Na decisão, Og Fernandes justificou o motivo pelo qual considerou a prova ilegítima. “Da leitura do acórdão, está claro que a Corte regional, apesar de reconhecer que o TSE havia firmado posição para o pleito de 2012 no sentido de que a gravação ambiental, sem autorização judicial, feita por um dos interlocutores sem o consentimento do outro era ilícita, entendeu pela licitude da prova devido à reversão desse entendimento em eleições posteriores”, disse Og Fernandes, que continuou:
“Assentou, ainda, que o Supremo Tribunal Federal considerava lícita a gravação ambiental à época dos fatos, entendimento que permanece inalterado. No entanto, sem razão o acórdão regional. Com efeito, para as eleições de 2012, o TSE assentou ser ilícita a prova decorrente de gravação ambiental realizada, sem autorização judicial, por um dos interlocutores sem o conhecimento da outra parte. A única exceção a essa regra ocorreria se a gravação ambiental fosse realizada em ambiente aberto, hipótese estranha à destes autos”.
Advogado não crê em nova mudança
Tabelião e advogado com larga experiência no âmbito eleitoral, Robson Maciel explicou que ainda cabe recurso e que o caso pode ser levado ao plenário do TSE, mas disse que acha difícil uma mudança de decisão.

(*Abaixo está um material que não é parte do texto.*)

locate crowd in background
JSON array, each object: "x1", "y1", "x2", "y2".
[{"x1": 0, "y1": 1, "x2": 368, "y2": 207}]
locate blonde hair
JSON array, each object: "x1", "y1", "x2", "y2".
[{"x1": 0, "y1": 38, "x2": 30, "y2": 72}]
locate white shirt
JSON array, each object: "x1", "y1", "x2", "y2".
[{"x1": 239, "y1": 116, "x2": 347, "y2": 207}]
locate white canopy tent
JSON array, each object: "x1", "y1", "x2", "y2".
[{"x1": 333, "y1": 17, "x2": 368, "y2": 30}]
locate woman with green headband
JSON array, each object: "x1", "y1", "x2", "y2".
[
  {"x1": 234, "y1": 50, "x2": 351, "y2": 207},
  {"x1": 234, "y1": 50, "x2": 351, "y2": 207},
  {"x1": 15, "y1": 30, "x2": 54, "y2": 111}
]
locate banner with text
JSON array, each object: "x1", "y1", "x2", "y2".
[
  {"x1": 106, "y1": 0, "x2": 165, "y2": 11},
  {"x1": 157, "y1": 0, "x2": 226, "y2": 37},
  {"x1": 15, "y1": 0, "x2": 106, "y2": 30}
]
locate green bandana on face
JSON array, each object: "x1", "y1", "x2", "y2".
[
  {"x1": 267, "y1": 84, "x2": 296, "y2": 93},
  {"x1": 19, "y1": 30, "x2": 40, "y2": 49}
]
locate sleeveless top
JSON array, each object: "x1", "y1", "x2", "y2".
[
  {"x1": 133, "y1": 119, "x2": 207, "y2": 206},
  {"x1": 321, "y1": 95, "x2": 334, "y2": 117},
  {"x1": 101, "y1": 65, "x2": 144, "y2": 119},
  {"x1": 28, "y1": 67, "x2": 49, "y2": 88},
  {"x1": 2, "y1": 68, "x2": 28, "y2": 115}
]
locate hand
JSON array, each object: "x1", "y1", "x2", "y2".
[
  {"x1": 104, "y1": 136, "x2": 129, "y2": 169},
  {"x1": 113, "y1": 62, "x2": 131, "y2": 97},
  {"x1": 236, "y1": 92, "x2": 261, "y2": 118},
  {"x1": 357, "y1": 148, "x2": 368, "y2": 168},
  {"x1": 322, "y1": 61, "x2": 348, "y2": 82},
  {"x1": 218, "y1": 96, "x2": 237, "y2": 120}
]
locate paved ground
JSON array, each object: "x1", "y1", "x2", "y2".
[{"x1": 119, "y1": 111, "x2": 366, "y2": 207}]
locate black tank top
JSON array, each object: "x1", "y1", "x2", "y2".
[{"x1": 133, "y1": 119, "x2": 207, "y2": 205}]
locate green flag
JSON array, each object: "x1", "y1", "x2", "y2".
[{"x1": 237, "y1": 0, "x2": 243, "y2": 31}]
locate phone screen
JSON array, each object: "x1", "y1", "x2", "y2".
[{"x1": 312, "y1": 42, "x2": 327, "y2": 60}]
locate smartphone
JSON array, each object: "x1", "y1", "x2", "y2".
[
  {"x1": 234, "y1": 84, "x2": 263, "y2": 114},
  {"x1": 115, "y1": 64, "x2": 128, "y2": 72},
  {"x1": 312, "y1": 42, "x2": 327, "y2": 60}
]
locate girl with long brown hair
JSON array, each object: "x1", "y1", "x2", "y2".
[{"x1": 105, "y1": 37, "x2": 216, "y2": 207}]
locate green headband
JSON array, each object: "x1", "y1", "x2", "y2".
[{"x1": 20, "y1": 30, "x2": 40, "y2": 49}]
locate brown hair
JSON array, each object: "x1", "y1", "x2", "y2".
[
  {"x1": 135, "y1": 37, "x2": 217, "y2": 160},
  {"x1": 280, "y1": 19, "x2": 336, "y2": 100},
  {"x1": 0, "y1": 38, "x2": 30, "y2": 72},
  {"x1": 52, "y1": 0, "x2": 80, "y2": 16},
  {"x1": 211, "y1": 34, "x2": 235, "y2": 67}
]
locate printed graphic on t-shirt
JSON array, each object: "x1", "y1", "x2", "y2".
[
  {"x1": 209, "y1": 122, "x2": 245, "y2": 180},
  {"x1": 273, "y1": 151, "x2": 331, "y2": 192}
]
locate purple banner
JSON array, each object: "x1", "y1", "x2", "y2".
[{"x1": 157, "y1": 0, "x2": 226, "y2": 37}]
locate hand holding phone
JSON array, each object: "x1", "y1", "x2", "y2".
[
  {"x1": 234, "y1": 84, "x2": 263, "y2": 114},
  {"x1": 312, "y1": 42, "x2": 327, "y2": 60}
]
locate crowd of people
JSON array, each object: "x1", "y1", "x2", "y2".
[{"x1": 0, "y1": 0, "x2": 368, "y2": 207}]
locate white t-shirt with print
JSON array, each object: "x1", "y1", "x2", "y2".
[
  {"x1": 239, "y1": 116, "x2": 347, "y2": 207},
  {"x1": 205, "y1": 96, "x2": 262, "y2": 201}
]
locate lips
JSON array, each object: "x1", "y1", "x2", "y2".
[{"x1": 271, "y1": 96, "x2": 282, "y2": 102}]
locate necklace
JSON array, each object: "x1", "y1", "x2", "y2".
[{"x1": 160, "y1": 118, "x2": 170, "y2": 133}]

— Ainda cabem recursos de embargos de declaração e, eventualmente, um agravo. O que resta agora é esperar os prazos recursais. Se recorrerem, sim (pode ir ao plenário). Mas é praticamente natimorto, pois a tese foi reconhecida pelo plenário recentemente em casos semelhantes. Ou seja, o recurso, se interposto, será meramente protelatório porque o Og aplicou o entendimento do pleno.
Robson Maciel também relatou que o ministro do TSE acatou o mesmo argumento da ilegalidade das gravações que levou a presidência do TRE conceder efeito suspensivo para todos os réus permanecessem elegíveis até uma decisão definitiva. “Todos os recorrentes estão elegíveis desde a decisão do TRE, com efeito suspensivo. O argumento para a concessão do efeito suspensivo foi o mesmo que levou o ministro a ter essa decisão de elegibilidade de todos”.
Operação foi deflagrada em 2012
De acordo com a denúncia que embasou a operação Machadada, ao sair de um comício, já na madrugada do dia 3 de outubro de 2012, Carla e o então vereador Alexandre — que era candidato a vice na chapa encabeçada por Neco e em 2016 se elegeu para o mesmo cargo na chapa da atual prefeita — chegaram a ser presos pela Polícia Federal e levados para a delegacia de Campos. Pela manhã, eles foram liberados.
Existia a expectativa de a sentença ser proferida antes do processo eleitoral de 2016. Carla e Neco, aliados em 2012, foram adversários na disputa pela Prefeitura no último pleito e, caso condenados em primeira e segunda instâncias, não poderiam sequer concorrer. No entanto, a defesa de Alex Firme levantou a suspeição do então juiz da 37ª Zona Eleitoral de SJB, Leonardo Cajueiro. O magistrado não acatou o pedido, mas o processo ficou suspenso até análise do TRE. Somente no fim de novembro de 2016, após o pleito, a Corte Eleitoral rejeitou a suspeição.
A sentença de primeira instância da Aije instaurada em 2012 só foi proferida em março de 2017. Cerca de seis meses depois, o TRE manteve a inelegibilidade de Carla, Neco Alexandre e Alex. Apesar da condenação em colegiado, foi publicado um efeito suspensivo da condenação, em março de 2018, por meio de um embargo de declaração concedido de forma monocrática pelo então presidente em exercício do Tribunal Regional Eleitoral, desembargador Carlos Santos de Oliveira.